For the typical, busy student, a holiday Monday means catching up on homework, relaxing on the couch and enjoying life. It means another 24 hours to prepare and recover.
So when the third week of January gave us this blessing, the holiday was taken for what it was—a day away from the commitments of school and society. It is easy to forget that this was no ordinary Monday.
Martin Luther King Jr. Day has evolved into a day of remembrance. Theoretically, during this federal holiday, people are asked to remember the important steps taken by the civil rights leader in guiding our nation out of the past of segregation and institutional racism.
In this day of observance, we should close our eyes, remember the beauty of the “I Have a Dream” speech and quietly realize how far we have come.
But this identification as a day of remembrance and observance all stems from a different well than the one that inspired the creation of the holiday. When this day was set out as significant in 1994, the day was initially titled the “Martin Luther King Day of Service.”
Written by former Pennsylvania U.S. Senator Harris Wofford and Atlanta Congressman John Lewis and signed into law by President Clinton, the bill that created the holiday assigned it as a day for citizens to take action in their communities.

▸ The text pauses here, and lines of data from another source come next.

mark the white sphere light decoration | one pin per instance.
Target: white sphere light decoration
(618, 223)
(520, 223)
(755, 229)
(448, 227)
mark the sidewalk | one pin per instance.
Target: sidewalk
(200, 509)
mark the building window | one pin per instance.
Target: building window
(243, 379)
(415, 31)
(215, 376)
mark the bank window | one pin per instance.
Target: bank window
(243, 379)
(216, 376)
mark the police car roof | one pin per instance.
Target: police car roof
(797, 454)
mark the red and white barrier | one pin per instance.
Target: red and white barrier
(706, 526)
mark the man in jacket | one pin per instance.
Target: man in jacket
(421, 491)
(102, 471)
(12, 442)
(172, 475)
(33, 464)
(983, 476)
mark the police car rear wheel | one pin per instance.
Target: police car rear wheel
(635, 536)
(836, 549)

Instead of a day to cram in some more television, the day was conceived as a time for ordinary people to volunteer and help those in need. Even for those who see it as a day of remembrance, the purpose of the holiday neglects this as a valid interpretation of this Monday.

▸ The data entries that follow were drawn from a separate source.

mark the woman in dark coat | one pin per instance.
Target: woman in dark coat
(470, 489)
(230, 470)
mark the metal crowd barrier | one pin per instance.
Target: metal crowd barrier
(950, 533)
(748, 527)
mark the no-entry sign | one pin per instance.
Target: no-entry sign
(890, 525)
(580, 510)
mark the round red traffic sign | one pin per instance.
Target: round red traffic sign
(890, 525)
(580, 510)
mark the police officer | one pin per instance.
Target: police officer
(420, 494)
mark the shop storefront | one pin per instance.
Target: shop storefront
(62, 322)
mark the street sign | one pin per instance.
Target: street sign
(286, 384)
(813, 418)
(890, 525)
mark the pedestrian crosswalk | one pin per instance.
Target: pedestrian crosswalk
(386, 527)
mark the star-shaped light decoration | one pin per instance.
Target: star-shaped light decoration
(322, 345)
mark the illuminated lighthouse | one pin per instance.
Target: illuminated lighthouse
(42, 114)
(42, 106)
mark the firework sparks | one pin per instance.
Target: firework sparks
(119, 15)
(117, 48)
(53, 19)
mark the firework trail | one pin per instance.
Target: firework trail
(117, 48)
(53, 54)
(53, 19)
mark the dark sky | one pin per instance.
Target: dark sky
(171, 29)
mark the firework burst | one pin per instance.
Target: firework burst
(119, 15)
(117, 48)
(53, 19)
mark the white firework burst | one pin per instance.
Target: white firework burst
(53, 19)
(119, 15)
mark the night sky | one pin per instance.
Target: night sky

This day was built up to honor Dr. King. However, honoring him by simply remembering him does not truly give sufficient respect to this man. King Day of Service was designed to honor him in the way he would have wanted to be honored: by continuing his mission.
Even in his final days—when Dr. King became involved in the War on Poverty—the civil rights leader was actively involved in a new struggle. He did not quite achieve his mission as a leader when the Civil Rights Act was passed in 1964. He did not spend the rest of his life remembering that accomplishment.
Dr. King knew that not only racism was not over, but that there were other issues that require our attention. We should follow his example and realize that there is still progress to be made.
Too often, we are too quick to celebrate. Obviously, we have come very far since the sixties. However, we can’t let the years of gradual progress substitute the need for further reform.
From Ferguson to Baltimore, people have protested because they see injustices still inflicting pain on their daily lives. From the horrors of poverty and crime, hopes for greater improvements remain. People all over our country know that there is still work to be done.
King Day of Service is the opposite of a day off. This day is a day when we should get out of bed, so that when we go back to sleep we leave our communities better than they were the day before.